It was with a singularly bad grace that Darby continued to take the loftiest ground. With an evident reference to Dorman’s suggestion of an irenicum, he writes in the introduction to the edition of his Sufferings that appeared in 1867, “I reject Bethesda as wickedness, as I ever did. … When the blasphemous doctrine of Mr. Newton … came out, Bethesda deliberately sheltered and accredited it. … It is all one to me if it be a Baptist Church or anything else, it has been untrue to Christ, and no persuasion, with the help of God, will ever lead me a step nearer to it.” Now the words printed (by me) in italics are not merely untrue, but they simply are destitute of the remotest connexion with truth. If Darby did not know that he was writing a lie, it could only have been that the Bethesda frenzy had rendered him incapable of distinguishing between truth and falsehood. It was only in the previous year that he had written affectionately to the dying Craik, describing himself as “ecclesiastically separated from” him.

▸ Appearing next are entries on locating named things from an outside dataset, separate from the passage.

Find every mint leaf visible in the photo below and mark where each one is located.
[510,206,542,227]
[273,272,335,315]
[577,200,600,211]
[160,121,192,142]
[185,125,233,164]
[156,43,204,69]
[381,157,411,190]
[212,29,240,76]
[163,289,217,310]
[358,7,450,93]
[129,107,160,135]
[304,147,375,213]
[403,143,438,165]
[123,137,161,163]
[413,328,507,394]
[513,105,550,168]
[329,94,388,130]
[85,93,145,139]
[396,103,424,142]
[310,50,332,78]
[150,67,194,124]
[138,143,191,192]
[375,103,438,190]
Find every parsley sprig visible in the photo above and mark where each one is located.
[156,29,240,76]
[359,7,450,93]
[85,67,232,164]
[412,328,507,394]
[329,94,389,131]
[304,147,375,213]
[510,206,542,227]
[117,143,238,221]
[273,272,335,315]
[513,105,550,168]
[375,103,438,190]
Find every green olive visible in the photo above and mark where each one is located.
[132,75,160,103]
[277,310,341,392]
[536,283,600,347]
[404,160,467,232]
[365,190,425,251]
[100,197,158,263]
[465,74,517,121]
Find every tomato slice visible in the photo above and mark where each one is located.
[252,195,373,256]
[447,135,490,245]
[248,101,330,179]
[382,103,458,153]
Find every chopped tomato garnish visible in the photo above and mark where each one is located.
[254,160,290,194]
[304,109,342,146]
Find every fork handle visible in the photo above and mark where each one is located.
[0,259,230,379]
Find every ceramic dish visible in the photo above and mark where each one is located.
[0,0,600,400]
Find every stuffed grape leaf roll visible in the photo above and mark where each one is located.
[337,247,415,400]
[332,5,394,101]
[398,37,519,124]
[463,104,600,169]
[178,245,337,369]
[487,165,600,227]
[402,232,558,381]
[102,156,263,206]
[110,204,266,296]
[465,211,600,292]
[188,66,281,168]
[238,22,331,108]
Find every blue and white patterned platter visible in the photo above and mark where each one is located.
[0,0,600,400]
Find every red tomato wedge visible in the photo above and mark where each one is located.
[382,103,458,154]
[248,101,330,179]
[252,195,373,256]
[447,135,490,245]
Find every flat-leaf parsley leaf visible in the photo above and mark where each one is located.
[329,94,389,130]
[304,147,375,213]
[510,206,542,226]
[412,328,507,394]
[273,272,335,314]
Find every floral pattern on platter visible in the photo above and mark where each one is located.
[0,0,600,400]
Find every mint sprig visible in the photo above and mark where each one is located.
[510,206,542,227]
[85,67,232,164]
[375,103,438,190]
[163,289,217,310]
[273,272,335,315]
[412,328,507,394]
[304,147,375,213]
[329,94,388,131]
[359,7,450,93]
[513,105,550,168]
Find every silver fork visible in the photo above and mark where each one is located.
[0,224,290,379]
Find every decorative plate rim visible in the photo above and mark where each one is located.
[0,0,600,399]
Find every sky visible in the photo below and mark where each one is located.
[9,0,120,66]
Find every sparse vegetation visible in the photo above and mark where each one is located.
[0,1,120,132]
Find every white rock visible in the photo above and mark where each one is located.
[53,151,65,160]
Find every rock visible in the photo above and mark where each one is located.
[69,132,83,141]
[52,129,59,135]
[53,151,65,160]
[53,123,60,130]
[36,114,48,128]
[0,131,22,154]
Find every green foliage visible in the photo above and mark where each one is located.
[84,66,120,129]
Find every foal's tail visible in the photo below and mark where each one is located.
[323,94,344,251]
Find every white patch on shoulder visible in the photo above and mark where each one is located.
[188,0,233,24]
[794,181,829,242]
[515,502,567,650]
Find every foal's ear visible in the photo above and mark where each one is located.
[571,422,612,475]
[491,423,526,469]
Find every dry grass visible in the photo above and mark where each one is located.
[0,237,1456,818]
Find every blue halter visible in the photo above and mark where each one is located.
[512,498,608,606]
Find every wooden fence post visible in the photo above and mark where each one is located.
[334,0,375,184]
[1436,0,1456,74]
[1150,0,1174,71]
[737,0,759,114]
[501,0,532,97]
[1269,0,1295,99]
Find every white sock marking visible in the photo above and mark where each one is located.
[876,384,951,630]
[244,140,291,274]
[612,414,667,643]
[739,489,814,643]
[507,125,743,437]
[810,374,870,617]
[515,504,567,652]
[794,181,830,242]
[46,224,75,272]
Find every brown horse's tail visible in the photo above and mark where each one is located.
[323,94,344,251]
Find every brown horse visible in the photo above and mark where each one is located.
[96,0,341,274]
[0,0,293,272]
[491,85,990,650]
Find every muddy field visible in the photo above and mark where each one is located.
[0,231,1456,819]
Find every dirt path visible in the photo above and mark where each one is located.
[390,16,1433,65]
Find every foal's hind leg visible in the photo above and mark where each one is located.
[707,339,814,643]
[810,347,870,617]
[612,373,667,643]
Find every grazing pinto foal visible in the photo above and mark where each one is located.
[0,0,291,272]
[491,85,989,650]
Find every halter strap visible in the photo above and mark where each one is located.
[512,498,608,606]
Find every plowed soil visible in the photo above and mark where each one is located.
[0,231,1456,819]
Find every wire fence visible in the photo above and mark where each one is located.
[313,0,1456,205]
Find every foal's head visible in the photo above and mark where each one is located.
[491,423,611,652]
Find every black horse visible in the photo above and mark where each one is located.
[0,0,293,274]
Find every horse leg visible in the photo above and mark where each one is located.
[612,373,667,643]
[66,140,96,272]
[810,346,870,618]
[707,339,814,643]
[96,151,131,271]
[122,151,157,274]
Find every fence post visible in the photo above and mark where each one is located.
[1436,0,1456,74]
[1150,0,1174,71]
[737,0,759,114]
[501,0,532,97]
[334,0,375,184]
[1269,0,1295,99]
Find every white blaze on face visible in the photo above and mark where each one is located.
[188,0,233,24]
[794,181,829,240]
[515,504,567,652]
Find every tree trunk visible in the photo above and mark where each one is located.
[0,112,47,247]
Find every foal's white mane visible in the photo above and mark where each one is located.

Darby had let loose a flood of odious speculation on the sufferings of the Saviour, which, whether it were heresy or not, was certainly sacrilege.[1] This I prefer to pass over, but an article in the Bible Treasury for August, 1866, cannot be so lightly dismissed; for we read in it that Christ “entered into all the darkness and the wrath of God, but before He went out of the world He had passed through it all, and went out in perfect quiet. The

  1. Specimens are given in H. Groves’ Darbyism.